Doing everything backwards, and then struggling (while losing your values), and searching for answers of how to get out of a dangerous mess, and putting yourself and others in danger in the meantime is not a good or easy way to learn.
In fact that is the worst way to learn, one of the biggest hurdles to overcome for most all new to this science, is to learn how to begin to learn, most all jump in to make a big toxic mess before the have a clue of its dangers...

Taking a little time to learn, and gaining that basic understanding.
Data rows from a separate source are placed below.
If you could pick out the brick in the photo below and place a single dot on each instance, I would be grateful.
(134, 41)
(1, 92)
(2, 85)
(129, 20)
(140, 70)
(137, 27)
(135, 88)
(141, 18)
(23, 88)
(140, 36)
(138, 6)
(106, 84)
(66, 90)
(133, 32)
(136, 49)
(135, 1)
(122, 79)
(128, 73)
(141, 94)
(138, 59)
Then building on that foundation to gain more understanding and learning more on that foundation will put you much closer to that pure gold in your melting dishes, and will ensure less problems along the way, as well as being much safer to you and those around you.

Don't start off by running around blindly in circles, with no idea of where to go next.
Start this with a goal and study to gain the understanding of how to get to that goal.
It is a long journey, but as you put in a few miles it becomes much easier, don't worry about wasting time studying, this is a long journey you will actually save time and trouble, with that time spent to put you much better position and further along on your way...


----------



## frank-20011 (Jan 6, 2016)

Hello,

yes, I really have to read hookes again, not at the web like till today...I have to print it for better understanding, there are the language problem again and so it's better to have it on paper, in my hands...

Only one word to the waste: here in germany we are in the comfortable situation that anybody can bring his old chemicals, solvents, herbicides and so on to a public rubbish dump, for free. there they collect it and then it get properly disposed.

but why i shouldn't proceed my AP process and store the filter papers with the product from it?

I have processed some kinds of different material in different AP-vessels (old copper klamps with golden tips, the cpu-sockets, eprim-like ic-sockets and fingers from boards too)...often problems result from uncleaned material (rests from solder on cell-phone boards, solder on the copper clamps...)....yes and now I will process the rest of my AP-material and this take a lot of time (glasses standing outdoors) and these time i will use to study hookes again to learn how to process my "sludge" from the differnet vessels.

thanks again!


----------



## FrugalRefiner (Jan 6, 2016)

frank-20011 said:


> yes, I really have to read [stt]hookes[/stt] again, not at the web like till today...I have to print it for better understanding, there are the language problem again and so it's better to have it on paper, in my hands...


There is a link to a printer friendly version of Hoke's book in my signature line below.